Index Size Optimization

Large vector databases are expensive. Memory (RAM) for 10 million vectors can cost thousands of dollars a month. Index optimization is about being "frugal" with your vectors.

Technique 1: Product Quantization (PQ)

PQ compresses large vectors into smaller, "compressed" representations.

Pro: Massive reduction in RAM usage (up to 95%).
Con: Small loss in retrieval accuracy.

Technique 2: Metadata Stripping

Don't store huge JSON objects in every vector's metadata.

Solution: Store only the doc_id in the vector DB and keep the heavy metadata (full text, dates, authors) in a standard relational DB (PostgreSQL).

Technique 3: Scalar Quantization (SQ)

Converts 32-bit floating point numbers (floats) into 8-bit integers (int8).

Pro: 4x reduction in memory footprint.
Con: Almost no accuracy loss for most modern embedding models.

Technique 4: Smart Deduplication

If two chunks have 90% overlapping text, only index the larger one. Using MinHash or SimHash during ingestion can identify these redundant chunks before they ever hit the database.

Storage vs. RAM (Disk-based HNSW)

Some databases (like Milvus or Weaviate) allow you to store the index on disk (SSD) rather than RAM.
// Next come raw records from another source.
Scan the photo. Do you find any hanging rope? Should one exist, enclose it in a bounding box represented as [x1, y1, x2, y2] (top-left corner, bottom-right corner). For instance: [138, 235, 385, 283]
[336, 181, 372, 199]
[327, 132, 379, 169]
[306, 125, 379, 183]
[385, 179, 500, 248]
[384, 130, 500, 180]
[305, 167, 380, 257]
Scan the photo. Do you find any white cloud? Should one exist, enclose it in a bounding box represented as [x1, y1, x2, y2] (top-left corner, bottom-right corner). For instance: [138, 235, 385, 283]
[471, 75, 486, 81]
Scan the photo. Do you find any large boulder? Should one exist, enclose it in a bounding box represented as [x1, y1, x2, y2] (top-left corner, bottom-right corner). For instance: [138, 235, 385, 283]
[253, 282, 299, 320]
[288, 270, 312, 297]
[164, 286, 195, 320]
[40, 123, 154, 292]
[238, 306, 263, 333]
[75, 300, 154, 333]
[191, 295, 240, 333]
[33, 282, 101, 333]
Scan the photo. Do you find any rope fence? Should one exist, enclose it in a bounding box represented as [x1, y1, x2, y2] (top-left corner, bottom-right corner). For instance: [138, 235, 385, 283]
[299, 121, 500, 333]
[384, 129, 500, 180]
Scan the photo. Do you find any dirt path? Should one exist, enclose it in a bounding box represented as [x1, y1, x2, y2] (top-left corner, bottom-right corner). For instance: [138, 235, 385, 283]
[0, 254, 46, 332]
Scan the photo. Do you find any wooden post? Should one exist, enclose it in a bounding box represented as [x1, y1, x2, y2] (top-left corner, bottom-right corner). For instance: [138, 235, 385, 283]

Result: Much cheaper, but 5-10x higher latency. Best for "Cold Storage" RAG (e.g., archival searches).

Comparison Matrix

Method	Size Reduction	Performance Impact
int8 Quantization	4x	Very Low
Product Quantization	20x	Medium
Selective Indexing	Variable	None

Exercises

Calculate the RAM needed for 1 Million vectors (1024 dims) using float32.
Now calculate it for int8. How much money did you save?
Why should you avoid indexing "Stop Words" (like 'and', 'the', 'is') in your metadata?